Architectures which cannot identify when it is reliable to unwind such cases (or where it is never reliable) must reject unwinding across exception boundaries. Note that it may be reliable to unwind across certain exceptions (e.g. IRQ) but unreliable to unwind across other exceptions (e.g. NMI).
Architectures which can identify when it is reliable to unwind such cases (or have no such cases) should attempt to unwind across exception boundaries, as doing so can prevent unnecessarily stalling livepatch consistency checks and permits livepatch transitions to complete more quickly.
Some trampolines temporarily modify the return address of a function in order to intercept when that function returns with a return trampoline, e.g.
- An ftrace trampoline may modify the return address so that function graph tracing can intercept returns.
- A kprobes (or optprobes) trampoline may modify the return address so that kretprobes can intercept returns.
When this happens, the original return address will not be in its usual location. For trampolines which are not subject to live patching, where an unwinder can reliably determine the original return address and no unwind state is altered by the trampoline, the unwinder may report the original return address in place of the trampoline and report this as reliable. Otherwise, an unwinder must report these cases as unreliable.
Special care is required when identifying the original return address, as this information is not in a consistent location for the duration of the entry trampoline or return trampoline. For example, considering the x86_64 ‘return_to_handler’ return trampoline:
SYM_CODE_START(return_to_handler) UNWIND_HINT_EMPTY subq $24, %rsp /* Save the return values */ movq %rax, (%rsp) movq %rdx, 8(%rsp) movq %rbp, %rdi call ftrace_return_to_handler movq %rax, %rdi movq 8(%rsp), %rdx movq (%rsp), %rax addq $24, %rsp JMP_NOSPEC rdi SYM_CODE_END(return_to_handler)
While the traced function runs its return address on the stack points to the start of return_to_handler, and the original return address is stored in the task’s cur_ret_stack. During this time the unwinder can find the return address using ftrace_graph_ret_addr().
When the traced function returns to return_to_handler, there is no longer a return address on the stack, though the original return address is still stored in the task’s cur_ret_stack. Within ftrace_return_to_handler(), the original return address is removed from cur_ret_stack and is transiently moved arbitrarily by the compiler before being returned in rax. The return_to_handler trampoline moves this into rdi before jumping to it.
Architectures might not always be able to unwind such sequences, such as when ftrace_return_to_handler() has removed the address from cur_ret_stack, and the location of the return address cannot be reliably determined.
It is recommended that architectures unwind cases where return_to_handler has not yet been returned to, but architectures are not required to unwind from the middle of return_to_handler and can report this as unreliable. Architectures are not required to unwind from other trampolines which modify the return address.
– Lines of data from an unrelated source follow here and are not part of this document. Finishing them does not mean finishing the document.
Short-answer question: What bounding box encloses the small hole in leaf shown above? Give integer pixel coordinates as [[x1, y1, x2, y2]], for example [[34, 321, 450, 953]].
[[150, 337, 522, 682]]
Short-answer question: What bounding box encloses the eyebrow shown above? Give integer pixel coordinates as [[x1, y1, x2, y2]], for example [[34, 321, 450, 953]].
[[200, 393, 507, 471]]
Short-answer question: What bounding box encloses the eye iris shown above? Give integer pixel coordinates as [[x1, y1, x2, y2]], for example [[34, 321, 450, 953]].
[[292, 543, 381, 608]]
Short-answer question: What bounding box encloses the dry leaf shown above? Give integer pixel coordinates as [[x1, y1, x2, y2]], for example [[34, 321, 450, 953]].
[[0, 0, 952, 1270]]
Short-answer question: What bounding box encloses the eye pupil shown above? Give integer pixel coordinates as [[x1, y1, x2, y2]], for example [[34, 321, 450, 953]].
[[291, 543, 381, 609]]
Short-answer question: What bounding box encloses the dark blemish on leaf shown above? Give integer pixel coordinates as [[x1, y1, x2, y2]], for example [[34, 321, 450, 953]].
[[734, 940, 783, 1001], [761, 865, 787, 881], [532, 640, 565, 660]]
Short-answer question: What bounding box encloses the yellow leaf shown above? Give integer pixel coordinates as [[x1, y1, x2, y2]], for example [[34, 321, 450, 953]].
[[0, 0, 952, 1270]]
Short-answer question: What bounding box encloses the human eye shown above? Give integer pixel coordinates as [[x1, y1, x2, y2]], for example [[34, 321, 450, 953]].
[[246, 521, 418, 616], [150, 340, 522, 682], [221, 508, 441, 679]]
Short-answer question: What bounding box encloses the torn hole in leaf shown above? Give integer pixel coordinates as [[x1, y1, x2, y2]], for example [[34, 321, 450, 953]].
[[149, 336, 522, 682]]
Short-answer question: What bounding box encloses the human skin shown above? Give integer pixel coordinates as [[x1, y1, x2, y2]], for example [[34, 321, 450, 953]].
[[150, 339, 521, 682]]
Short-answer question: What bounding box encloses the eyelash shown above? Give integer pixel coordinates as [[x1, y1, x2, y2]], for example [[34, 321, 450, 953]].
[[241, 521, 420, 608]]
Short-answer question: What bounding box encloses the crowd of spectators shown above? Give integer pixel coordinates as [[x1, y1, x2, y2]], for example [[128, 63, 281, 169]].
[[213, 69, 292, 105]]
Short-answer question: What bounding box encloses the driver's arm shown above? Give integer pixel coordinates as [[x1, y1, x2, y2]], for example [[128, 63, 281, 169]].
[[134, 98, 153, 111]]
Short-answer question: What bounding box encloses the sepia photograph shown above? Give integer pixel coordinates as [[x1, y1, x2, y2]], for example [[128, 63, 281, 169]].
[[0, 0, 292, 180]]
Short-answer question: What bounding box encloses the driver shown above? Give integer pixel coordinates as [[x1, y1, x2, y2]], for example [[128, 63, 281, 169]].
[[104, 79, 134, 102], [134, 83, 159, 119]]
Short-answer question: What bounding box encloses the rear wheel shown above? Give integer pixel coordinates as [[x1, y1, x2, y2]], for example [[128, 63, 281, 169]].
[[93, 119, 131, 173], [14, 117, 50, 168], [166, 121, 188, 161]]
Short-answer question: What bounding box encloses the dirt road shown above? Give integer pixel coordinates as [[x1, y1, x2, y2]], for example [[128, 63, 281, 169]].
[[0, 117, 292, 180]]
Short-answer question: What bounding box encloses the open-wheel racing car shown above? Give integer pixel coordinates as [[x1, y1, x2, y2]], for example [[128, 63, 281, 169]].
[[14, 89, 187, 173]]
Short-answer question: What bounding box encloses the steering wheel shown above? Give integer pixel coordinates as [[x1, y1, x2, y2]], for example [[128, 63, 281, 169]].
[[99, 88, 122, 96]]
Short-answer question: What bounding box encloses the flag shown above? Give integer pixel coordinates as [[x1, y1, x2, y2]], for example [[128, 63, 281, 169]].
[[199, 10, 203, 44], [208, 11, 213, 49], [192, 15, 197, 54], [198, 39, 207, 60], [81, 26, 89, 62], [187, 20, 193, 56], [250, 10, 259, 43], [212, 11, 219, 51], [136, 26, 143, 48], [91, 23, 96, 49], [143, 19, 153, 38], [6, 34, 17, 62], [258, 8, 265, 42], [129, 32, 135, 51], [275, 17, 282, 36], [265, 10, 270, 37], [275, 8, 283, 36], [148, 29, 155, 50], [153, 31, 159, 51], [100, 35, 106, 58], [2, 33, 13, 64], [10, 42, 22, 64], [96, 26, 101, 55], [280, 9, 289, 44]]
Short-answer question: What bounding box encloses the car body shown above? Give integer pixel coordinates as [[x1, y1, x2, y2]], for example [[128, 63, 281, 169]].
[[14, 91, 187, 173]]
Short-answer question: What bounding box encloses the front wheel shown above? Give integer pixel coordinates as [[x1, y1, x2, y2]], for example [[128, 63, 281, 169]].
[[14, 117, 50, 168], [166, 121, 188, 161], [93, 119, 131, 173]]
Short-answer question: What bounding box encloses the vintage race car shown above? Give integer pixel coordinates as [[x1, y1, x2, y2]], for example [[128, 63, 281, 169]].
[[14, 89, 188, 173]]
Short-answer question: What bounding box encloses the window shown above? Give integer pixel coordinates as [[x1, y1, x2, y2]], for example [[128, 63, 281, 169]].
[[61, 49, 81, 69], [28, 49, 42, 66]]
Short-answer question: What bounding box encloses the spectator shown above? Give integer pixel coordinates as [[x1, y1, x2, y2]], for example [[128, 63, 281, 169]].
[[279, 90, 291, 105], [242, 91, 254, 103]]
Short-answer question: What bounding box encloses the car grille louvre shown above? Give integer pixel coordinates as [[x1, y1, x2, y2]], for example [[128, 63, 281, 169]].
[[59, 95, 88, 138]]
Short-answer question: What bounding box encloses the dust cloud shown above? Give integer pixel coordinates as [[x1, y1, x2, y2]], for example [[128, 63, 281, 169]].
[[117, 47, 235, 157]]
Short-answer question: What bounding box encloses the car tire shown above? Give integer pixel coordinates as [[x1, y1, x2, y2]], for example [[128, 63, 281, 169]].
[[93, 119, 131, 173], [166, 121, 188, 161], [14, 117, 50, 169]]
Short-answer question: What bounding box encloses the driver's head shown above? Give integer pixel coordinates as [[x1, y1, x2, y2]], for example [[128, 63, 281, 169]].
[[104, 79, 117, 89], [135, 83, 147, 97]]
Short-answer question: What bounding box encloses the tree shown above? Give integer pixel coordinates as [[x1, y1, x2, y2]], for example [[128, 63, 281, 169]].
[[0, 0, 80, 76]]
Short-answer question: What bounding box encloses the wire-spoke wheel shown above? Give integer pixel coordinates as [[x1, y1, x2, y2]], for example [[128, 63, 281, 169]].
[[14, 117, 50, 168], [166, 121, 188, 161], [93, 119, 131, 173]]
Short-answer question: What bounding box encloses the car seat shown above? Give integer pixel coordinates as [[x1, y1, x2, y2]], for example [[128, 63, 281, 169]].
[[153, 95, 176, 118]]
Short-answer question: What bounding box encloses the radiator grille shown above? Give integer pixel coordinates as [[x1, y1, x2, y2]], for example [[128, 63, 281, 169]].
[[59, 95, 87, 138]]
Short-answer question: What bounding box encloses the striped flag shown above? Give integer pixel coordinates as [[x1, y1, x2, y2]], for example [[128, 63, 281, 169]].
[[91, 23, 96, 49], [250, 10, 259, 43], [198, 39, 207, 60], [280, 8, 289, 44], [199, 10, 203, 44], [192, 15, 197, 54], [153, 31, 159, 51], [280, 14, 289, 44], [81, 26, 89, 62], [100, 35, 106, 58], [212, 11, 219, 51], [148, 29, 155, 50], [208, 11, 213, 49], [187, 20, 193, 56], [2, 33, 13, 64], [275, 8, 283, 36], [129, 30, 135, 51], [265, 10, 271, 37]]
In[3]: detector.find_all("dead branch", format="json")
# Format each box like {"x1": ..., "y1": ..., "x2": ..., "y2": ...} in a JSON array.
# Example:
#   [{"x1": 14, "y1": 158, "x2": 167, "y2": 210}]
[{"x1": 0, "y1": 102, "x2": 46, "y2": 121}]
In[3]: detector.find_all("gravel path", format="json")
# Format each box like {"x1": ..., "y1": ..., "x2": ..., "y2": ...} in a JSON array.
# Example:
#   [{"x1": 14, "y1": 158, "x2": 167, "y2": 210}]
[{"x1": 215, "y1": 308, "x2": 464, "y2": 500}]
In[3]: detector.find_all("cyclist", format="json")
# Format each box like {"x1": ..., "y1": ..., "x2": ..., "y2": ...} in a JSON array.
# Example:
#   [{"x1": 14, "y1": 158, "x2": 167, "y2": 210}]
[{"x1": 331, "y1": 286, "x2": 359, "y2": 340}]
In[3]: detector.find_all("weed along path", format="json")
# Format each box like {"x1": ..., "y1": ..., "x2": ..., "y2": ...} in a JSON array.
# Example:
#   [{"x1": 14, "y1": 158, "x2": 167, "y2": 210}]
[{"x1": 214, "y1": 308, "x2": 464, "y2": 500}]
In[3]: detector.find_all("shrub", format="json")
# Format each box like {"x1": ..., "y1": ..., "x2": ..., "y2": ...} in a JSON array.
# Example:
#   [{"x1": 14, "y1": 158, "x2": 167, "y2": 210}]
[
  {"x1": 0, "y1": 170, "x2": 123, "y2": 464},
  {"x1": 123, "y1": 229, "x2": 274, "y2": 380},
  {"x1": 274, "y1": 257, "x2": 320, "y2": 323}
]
Some trampolines do not rewrite the return address in order to intercept returns, but do transiently clobber the return address or other unwind state.
For example, the x86_64 implementation of optprobes patches the probed function with a JMP instruction which targets the associated optprobe trampoline. When the probe is hit, the CPU will branch to the optprobe trampoline, and the address of the probed function is not held in any register or on the stack.
Similarly, the arm64 implementation of DYNAMIC_FTRACE_WITH_REGS patches traced functions with the following:
MOV X9, X30 BL <trampoline>
The MOV saves the link register (X30) into X9 to preserve the return address before the BL clobbers the link register and branches to the trampoline. At the start of the trampoline, the address of the traced function is in X9 rather than the link register as would usually be the case.
Architectures must either ensure that unwinders either reliably unwind such cases, or report the unwinding as unreliable.